The sound of curses mixed with thuds came from a piece of open ground to my left. There I saw a man standing balanced on one leg, his body twisted into an unlikely position, his eyes following his ball in a game of bowls. Then mocking shouts and the exchange of money began. Something familiar at last.
‘Is there no curfew here?’ I asked Tallie when I caught up with her.
‘Yes.’ She dodged around a seller of broken meats and rushed on. ‘But no one cares to try to enforce it.’
I looked up at a small unexpected sound, fragile but insistent in the street-level din. Above my head, a finch fretted ‘chip, chip’ in a cage hanging outside an upper window.
Through it all wove the constant, bellowed orders of vendors to buy, buy, buy! Trays and baskets were shoved in my way. ‘What d’ye lack?’ ‘What d’ye lack?’ Drums? Little dogs? Birds for ladies?

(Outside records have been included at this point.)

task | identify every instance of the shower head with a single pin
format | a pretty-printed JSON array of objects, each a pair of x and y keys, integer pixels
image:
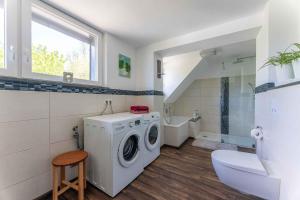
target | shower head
[
  {"x": 241, "y": 59},
  {"x": 251, "y": 87},
  {"x": 207, "y": 53}
]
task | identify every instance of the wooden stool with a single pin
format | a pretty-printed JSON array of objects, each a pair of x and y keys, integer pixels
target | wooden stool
[{"x": 63, "y": 160}]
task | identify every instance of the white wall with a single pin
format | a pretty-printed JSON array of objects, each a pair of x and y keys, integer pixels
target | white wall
[
  {"x": 241, "y": 105},
  {"x": 112, "y": 48},
  {"x": 35, "y": 127},
  {"x": 203, "y": 95},
  {"x": 277, "y": 110},
  {"x": 176, "y": 69}
]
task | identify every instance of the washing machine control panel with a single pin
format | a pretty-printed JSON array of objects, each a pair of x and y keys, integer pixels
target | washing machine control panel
[{"x": 135, "y": 123}]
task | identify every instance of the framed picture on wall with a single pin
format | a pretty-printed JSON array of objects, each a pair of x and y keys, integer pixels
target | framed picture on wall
[{"x": 124, "y": 66}]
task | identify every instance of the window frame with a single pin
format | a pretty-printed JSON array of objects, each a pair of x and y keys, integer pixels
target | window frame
[
  {"x": 26, "y": 43},
  {"x": 11, "y": 31}
]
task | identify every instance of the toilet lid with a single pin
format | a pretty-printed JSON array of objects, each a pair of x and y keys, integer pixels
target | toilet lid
[{"x": 240, "y": 160}]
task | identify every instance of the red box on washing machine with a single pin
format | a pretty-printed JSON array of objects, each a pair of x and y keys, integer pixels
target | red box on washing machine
[{"x": 139, "y": 109}]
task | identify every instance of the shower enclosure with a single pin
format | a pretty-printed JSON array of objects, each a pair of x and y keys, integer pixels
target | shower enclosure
[{"x": 237, "y": 110}]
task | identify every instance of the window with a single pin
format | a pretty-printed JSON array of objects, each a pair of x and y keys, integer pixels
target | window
[
  {"x": 8, "y": 37},
  {"x": 56, "y": 43},
  {"x": 2, "y": 31}
]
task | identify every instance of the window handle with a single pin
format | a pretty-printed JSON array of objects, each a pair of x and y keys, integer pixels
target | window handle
[
  {"x": 12, "y": 57},
  {"x": 26, "y": 56}
]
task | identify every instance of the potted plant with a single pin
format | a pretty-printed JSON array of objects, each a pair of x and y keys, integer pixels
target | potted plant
[
  {"x": 288, "y": 62},
  {"x": 296, "y": 61}
]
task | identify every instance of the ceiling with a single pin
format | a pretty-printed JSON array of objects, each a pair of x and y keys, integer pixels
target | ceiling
[
  {"x": 232, "y": 52},
  {"x": 141, "y": 22}
]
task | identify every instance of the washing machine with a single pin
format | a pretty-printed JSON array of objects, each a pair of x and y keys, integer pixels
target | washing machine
[
  {"x": 114, "y": 146},
  {"x": 151, "y": 137}
]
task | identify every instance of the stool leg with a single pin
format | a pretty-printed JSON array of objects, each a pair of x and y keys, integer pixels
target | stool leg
[
  {"x": 84, "y": 173},
  {"x": 80, "y": 182},
  {"x": 62, "y": 176},
  {"x": 55, "y": 183}
]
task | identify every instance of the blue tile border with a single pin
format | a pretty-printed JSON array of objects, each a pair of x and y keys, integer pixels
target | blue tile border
[
  {"x": 22, "y": 84},
  {"x": 264, "y": 87}
]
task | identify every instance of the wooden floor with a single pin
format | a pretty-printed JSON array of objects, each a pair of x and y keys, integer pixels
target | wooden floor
[{"x": 178, "y": 174}]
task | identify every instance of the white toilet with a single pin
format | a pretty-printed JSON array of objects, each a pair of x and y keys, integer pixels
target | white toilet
[{"x": 246, "y": 173}]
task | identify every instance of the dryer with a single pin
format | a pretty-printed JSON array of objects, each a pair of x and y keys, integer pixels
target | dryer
[
  {"x": 151, "y": 137},
  {"x": 114, "y": 146},
  {"x": 150, "y": 142}
]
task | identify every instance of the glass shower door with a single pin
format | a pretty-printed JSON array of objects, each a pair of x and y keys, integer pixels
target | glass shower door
[{"x": 237, "y": 110}]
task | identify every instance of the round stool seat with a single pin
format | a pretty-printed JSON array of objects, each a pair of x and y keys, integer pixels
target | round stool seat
[{"x": 70, "y": 158}]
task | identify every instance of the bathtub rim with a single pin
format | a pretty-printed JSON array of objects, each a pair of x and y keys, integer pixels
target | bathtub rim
[{"x": 187, "y": 119}]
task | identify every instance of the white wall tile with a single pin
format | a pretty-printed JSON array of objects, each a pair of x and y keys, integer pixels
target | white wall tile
[
  {"x": 28, "y": 189},
  {"x": 20, "y": 166},
  {"x": 65, "y": 104},
  {"x": 23, "y": 135},
  {"x": 19, "y": 105},
  {"x": 61, "y": 128}
]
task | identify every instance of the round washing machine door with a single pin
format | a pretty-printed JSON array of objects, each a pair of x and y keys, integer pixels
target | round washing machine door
[
  {"x": 129, "y": 149},
  {"x": 152, "y": 136}
]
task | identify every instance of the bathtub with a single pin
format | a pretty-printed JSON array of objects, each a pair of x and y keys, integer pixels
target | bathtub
[{"x": 177, "y": 131}]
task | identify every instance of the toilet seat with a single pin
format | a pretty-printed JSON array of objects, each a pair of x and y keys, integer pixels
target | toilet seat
[{"x": 240, "y": 160}]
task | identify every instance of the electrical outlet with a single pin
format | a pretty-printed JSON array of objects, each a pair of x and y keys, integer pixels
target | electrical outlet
[{"x": 108, "y": 101}]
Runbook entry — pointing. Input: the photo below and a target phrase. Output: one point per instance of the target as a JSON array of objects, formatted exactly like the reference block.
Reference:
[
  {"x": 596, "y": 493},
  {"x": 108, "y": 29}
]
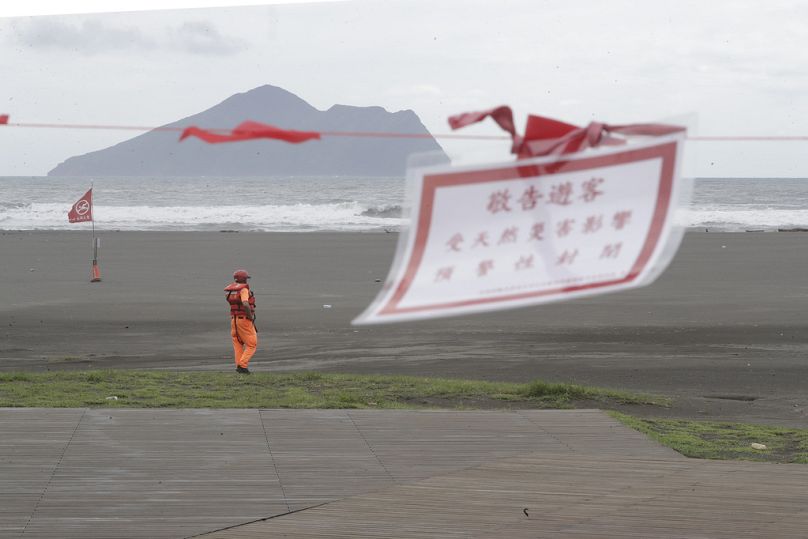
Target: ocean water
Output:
[{"x": 304, "y": 204}]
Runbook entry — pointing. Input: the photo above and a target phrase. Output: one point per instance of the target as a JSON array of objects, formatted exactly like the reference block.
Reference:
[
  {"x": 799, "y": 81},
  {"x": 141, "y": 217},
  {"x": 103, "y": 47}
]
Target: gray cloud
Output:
[{"x": 93, "y": 37}]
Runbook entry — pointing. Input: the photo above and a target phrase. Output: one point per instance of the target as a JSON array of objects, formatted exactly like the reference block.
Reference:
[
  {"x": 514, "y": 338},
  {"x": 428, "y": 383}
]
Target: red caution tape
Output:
[{"x": 250, "y": 130}]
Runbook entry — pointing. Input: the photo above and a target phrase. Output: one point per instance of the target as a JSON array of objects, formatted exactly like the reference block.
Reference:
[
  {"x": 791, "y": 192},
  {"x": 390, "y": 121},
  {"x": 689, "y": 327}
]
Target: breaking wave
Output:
[{"x": 295, "y": 217}]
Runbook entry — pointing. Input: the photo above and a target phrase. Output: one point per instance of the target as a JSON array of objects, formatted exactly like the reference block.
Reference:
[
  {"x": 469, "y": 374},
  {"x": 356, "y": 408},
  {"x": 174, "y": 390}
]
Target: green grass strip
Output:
[
  {"x": 168, "y": 389},
  {"x": 724, "y": 441}
]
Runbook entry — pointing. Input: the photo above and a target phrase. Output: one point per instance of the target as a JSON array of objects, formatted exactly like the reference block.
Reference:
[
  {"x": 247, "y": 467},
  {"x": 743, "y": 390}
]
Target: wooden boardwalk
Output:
[{"x": 339, "y": 473}]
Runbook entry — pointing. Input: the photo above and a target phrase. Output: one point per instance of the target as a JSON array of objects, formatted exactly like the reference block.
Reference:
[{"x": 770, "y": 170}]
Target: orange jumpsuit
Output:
[{"x": 245, "y": 338}]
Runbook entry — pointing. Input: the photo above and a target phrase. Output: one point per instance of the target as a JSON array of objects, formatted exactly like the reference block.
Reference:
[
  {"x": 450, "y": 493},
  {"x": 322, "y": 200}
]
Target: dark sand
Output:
[{"x": 723, "y": 331}]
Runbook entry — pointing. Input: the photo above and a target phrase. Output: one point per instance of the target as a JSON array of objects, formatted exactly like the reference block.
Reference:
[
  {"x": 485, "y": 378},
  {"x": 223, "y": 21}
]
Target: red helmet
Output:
[{"x": 240, "y": 276}]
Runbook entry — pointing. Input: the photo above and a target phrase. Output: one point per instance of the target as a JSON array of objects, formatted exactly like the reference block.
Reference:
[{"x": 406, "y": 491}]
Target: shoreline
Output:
[{"x": 724, "y": 323}]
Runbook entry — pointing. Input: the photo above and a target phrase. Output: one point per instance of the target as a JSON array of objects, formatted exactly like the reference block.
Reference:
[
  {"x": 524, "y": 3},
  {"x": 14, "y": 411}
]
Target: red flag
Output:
[
  {"x": 250, "y": 130},
  {"x": 82, "y": 210}
]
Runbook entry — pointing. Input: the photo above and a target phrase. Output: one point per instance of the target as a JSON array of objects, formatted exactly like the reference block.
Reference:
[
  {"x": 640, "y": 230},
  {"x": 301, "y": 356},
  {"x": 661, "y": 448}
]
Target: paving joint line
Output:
[
  {"x": 274, "y": 463},
  {"x": 362, "y": 435},
  {"x": 258, "y": 520},
  {"x": 547, "y": 432},
  {"x": 53, "y": 472}
]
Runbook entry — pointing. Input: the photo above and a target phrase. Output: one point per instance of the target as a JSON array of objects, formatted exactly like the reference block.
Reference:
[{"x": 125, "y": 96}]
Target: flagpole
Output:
[{"x": 96, "y": 273}]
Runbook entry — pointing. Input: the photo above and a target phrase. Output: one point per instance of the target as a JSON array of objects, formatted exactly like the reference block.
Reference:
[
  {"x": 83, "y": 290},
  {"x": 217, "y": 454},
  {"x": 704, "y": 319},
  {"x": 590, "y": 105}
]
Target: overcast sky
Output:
[{"x": 740, "y": 66}]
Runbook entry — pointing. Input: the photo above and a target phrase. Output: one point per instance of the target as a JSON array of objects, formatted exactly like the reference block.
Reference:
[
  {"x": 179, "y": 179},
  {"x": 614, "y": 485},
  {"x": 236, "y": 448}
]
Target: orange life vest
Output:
[{"x": 234, "y": 298}]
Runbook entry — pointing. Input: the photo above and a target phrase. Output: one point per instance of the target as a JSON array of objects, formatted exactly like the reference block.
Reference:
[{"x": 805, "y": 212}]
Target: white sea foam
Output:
[
  {"x": 745, "y": 219},
  {"x": 294, "y": 217},
  {"x": 330, "y": 203}
]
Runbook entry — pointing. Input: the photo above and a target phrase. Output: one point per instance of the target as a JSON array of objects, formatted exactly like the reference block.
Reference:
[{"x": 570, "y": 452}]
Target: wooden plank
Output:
[{"x": 176, "y": 473}]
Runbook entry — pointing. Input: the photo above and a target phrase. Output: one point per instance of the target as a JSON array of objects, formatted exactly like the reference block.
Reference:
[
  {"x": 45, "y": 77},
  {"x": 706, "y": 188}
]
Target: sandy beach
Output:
[{"x": 722, "y": 331}]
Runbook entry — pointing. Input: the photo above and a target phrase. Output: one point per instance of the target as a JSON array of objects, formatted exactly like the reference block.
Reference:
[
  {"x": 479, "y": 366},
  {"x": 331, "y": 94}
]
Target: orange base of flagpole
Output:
[{"x": 96, "y": 278}]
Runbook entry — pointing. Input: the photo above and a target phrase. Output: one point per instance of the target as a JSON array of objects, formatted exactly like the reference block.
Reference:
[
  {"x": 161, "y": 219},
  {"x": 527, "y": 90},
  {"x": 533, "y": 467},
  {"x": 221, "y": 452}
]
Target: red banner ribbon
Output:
[{"x": 545, "y": 136}]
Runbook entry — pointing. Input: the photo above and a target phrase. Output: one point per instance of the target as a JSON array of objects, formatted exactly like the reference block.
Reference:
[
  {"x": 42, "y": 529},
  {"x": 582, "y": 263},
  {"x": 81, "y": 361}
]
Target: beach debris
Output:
[{"x": 496, "y": 240}]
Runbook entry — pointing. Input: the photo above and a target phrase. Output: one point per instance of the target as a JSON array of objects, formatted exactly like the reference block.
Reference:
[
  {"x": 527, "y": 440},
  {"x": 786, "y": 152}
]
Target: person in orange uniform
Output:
[{"x": 242, "y": 323}]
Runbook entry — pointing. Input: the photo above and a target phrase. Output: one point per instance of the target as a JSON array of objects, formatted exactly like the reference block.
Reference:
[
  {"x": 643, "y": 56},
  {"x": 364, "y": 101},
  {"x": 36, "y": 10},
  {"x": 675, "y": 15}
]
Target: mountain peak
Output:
[{"x": 160, "y": 153}]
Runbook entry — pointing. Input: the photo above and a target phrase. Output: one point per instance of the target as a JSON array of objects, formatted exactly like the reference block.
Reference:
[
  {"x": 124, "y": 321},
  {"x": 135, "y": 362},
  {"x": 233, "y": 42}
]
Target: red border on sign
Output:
[{"x": 667, "y": 152}]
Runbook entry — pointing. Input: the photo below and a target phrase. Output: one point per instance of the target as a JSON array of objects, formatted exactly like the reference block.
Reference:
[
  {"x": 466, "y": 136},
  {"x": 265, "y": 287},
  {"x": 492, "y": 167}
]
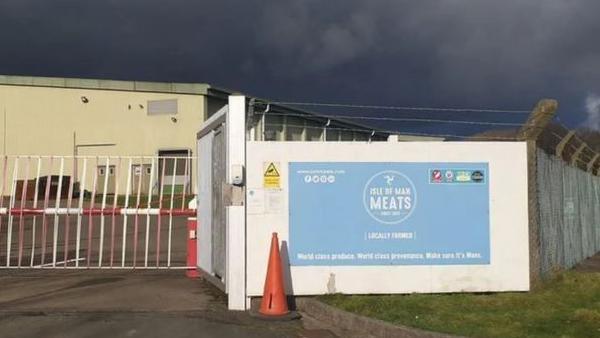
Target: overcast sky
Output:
[{"x": 493, "y": 54}]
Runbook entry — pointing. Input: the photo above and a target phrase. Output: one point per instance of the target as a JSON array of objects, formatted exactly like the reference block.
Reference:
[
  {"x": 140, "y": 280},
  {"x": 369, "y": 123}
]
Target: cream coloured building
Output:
[{"x": 90, "y": 117}]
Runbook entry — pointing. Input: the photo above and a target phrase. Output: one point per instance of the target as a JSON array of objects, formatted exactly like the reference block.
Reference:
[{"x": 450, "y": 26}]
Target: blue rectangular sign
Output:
[{"x": 389, "y": 213}]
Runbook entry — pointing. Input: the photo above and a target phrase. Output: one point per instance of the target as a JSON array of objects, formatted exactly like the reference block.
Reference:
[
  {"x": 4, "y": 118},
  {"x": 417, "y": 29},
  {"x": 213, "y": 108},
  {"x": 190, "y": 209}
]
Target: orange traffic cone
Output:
[{"x": 274, "y": 302}]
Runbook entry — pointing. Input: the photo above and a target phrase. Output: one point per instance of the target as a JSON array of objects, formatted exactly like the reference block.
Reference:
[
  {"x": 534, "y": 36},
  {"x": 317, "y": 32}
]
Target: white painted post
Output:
[{"x": 236, "y": 215}]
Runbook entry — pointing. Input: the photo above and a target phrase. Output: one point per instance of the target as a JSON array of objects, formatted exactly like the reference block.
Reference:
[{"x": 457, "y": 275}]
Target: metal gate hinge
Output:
[{"x": 233, "y": 195}]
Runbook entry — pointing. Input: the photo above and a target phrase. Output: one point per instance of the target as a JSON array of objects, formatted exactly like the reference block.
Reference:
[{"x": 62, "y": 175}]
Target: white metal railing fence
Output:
[{"x": 94, "y": 211}]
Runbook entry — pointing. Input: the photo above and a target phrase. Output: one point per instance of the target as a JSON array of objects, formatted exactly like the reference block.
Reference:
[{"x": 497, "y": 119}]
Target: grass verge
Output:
[{"x": 567, "y": 305}]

I could have bought rat traps, love potions, meat pies, fresh water, or the services of a scribe. By the sign he wore, I learned that I could hire a former soldier, now without employment since my father’s peace with Spain, to be my bailiff or watchman. Or I could buy a watch of the purest gold. Or fish hooks.
Or an assassin, I thought, dropping my eyes before one chilly gaze. I saw now why my father always took a pack of armed men when he left in his royal barge for the Southwark bear-baiting.
I eyed a man vomiting into the river. He wore ragged wool breeches. I thought of my father on his back at Theobald’s, spewing puddles into his slashed silk velvet sleeves. Appetites did not change with wealth and power.
My eager curiosity began to darken. Passing alleys, I lookedaway from eyes that touched mine. I felt suddenly too costly in dress and too well-fed. I began to see that those who looked like me were the prey. They brought their appetites here to Bankside where hunger fed on hunger, thinking that they would feed. And became easy victims for every Southwark predator who offered to feed them.
Here on Bankside was all the dissolution I had ever seen at court, without any of the riches. Every corner and narrow alley was filled with bodies, some asleep, others arranging nests in piles of rags, nursing babies, picking at sores, staring into space.
Everywhere I looked, I began to see how sex ruled appetites, that thing I feared, the thing I had come to study. I saw it in the eyes of the leaning women and the strolling ones, and in the heaving shadows of the side streets.
I was still trying to imagine Tallie in this place before she came to Whitehall. I tried to see her among these women, and to fit the girl who must have lived here with the strange magical creature who had first entered my door.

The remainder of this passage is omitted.